Hello Neil,
On Fri, 31 May 2013 16:25:44 +0100 Neil Williams codehelp@debian.org wrote:
[]
Issues raised in http://bazaar.launchpad.net/~linaro-automation/linaro-android-build-tools/tr...
This is very similar to what the Multi-Node parent <-> child communication may need.
Thanks for looking into this, Neil, and seeing for possibilities for reuse in other scenarios, that's exactly why I wanted to wider discussion of this and be led by Tyler, architect for entire team, because with "infrastructure" outlook we can miss something.
Getting a token: I see this as the service that starts the job has some secret allowing it to request the token, which is then passed onto the job.
Precisely as the Multi-Node setup could use. I'm thinking the token could be added as part of the jobdata in lava-dispatcher, commands.py: job = LavaTestJob(jobdata, oob_file, config, self.args.output_dir)

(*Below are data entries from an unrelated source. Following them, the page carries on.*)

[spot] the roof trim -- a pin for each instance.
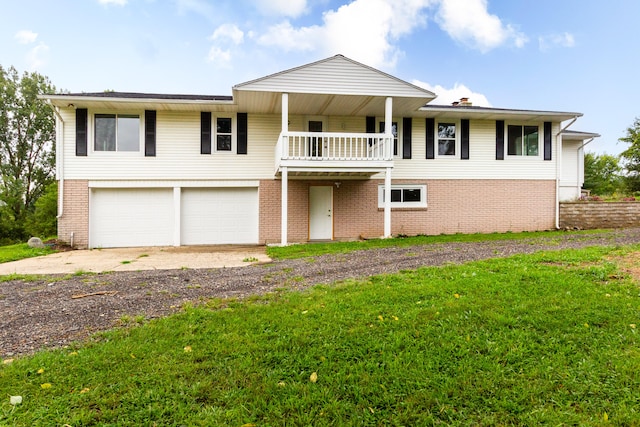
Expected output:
(491, 110)
(138, 97)
(576, 134)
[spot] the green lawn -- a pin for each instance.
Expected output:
(315, 249)
(549, 338)
(21, 251)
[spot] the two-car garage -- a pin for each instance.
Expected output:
(161, 216)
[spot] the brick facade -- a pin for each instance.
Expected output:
(453, 206)
(75, 216)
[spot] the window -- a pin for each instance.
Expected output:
(446, 139)
(117, 132)
(223, 134)
(523, 140)
(394, 131)
(404, 196)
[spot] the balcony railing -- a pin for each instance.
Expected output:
(355, 148)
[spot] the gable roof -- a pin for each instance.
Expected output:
(338, 84)
(337, 75)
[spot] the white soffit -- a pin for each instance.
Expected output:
(336, 75)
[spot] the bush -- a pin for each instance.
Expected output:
(43, 222)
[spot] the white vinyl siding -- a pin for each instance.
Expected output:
(177, 153)
(482, 163)
(335, 76)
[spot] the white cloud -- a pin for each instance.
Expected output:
(228, 32)
(364, 30)
(220, 57)
(447, 96)
(556, 40)
(26, 37)
(289, 8)
(469, 22)
(37, 56)
(116, 2)
(368, 30)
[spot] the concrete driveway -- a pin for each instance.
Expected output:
(132, 259)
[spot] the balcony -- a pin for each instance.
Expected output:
(327, 153)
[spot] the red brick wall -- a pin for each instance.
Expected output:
(453, 206)
(75, 216)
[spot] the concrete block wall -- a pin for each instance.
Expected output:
(592, 215)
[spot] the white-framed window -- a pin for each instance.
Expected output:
(447, 138)
(404, 196)
(395, 131)
(224, 135)
(117, 132)
(523, 140)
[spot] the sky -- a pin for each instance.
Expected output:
(558, 55)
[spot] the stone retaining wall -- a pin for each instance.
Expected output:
(591, 215)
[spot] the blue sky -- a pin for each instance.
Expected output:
(564, 55)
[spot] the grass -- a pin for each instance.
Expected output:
(548, 338)
(21, 251)
(315, 249)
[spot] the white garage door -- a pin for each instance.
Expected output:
(126, 217)
(212, 216)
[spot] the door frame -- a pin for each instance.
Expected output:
(330, 194)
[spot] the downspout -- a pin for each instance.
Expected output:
(558, 160)
(59, 158)
(581, 149)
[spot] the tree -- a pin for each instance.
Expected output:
(632, 156)
(27, 133)
(602, 173)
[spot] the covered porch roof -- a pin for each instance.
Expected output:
(333, 86)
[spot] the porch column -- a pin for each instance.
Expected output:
(388, 123)
(284, 209)
(285, 112)
(387, 203)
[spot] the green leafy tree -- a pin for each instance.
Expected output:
(27, 161)
(602, 173)
(43, 221)
(631, 156)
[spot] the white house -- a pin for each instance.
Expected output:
(309, 153)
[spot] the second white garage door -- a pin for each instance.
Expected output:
(120, 217)
(211, 216)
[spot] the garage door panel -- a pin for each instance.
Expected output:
(131, 217)
(219, 216)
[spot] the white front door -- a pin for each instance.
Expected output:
(320, 212)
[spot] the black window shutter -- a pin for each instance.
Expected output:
(406, 137)
(81, 132)
(205, 132)
(242, 133)
(499, 139)
(547, 140)
(430, 138)
(150, 133)
(464, 139)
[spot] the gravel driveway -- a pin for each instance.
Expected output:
(57, 310)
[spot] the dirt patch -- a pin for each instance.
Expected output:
(630, 264)
(42, 313)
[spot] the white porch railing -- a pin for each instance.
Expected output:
(331, 146)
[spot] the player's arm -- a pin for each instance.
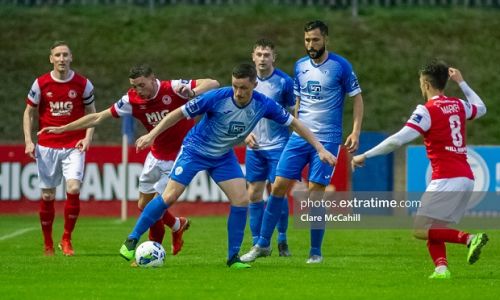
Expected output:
(201, 86)
(170, 120)
(352, 141)
(205, 85)
(84, 144)
(29, 112)
(404, 136)
(296, 109)
(469, 93)
(86, 121)
(307, 134)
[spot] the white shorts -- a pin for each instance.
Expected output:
(446, 199)
(54, 163)
(155, 175)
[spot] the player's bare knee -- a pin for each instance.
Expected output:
(420, 233)
(48, 196)
(73, 187)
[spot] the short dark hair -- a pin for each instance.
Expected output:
(264, 43)
(436, 73)
(57, 44)
(140, 70)
(245, 70)
(317, 24)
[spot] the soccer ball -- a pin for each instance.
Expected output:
(150, 254)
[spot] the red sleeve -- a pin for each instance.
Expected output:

My expectation for this Multi-Node support would be that the token would be written to the test environment and the test would use that to get the list of other clients for this multi-node job. Once each client has booted and "called home" to the parent using the token, clients could get the IP address and role of other clients. This then allows Multi-Node tests to make calls between clients to test their own protocols and other requirements.
Well, my questions here would be what are these "calls" that clients in multinode setup do among themselves. My first thinking would be network testing, but as Antonio wrote in the other email, it doesn't have to be, and primary communication channel is still serial.
I'm afraid I don't know enough about multinode to asses if it shares enough commonality in authentication requirements with build slaves (which do publishing at the end of build). Just to elaborate with Jenkins build slaves we have:
1. Static build master which schedules builds. This system is considered trusted as user/3rd-party code cannot be executed there. 2. But actual builds are scheduled on EC2 slaves which come and go and also execute code as specified by users. So, we cannot trust slave environment and don't want to expose any "persistent" authentication credentials there, instead, only once-off tokens should be used there, so if attacker gets to them, one won't get too much.
Fairly speaking, as far as I can tell, p.2 applies pretty much to LAVA board pool too, except for some difference: there's finite set of build boards (i.e. they're under more scrutiny), and they're firewalled. But again, I don't know what kind of security (vs flexibility) you guys want with multinode setup and what's the best way to implement it...
I already have a protocol designed to do the file update thing (server has old file, client has new one but not old one) for a pet project that I was going to open source, but it is just a bit of fun and hasn't been tested, so even having got that far I would still tell other people to use rsync.
publish --token=<token> --type=<build_type> --strip=<strip> <build_id> <glob_pattern>...
This seems like a reasonable starting point. Lets make sure that it uses a configuration file to specify what to do with those build types etc. Preferably one that it can update from a public location so we don't have to re-spin the tool to add a new build type (though I guess we normally check it out of VCS as we go, so that works too).
Well, on client side, it's ideally just a single file which just handle obvious filtering options (like <glob_pattern> or --strip=) locally and passes the rest to API/service. Server-side can handle the options in any way it wants, note that options above don't require much "configuration", for example --type= just maps to top-level download dir.
Just wondering how much overlap there could be between publishing for CI and publishing IP addresses between clients running a Multi-Node job.
I've only done the briefest look at the Multi-Node aspects so far, there's a PDF I've shared with some rough flow ideas for Parent-Child-Communication.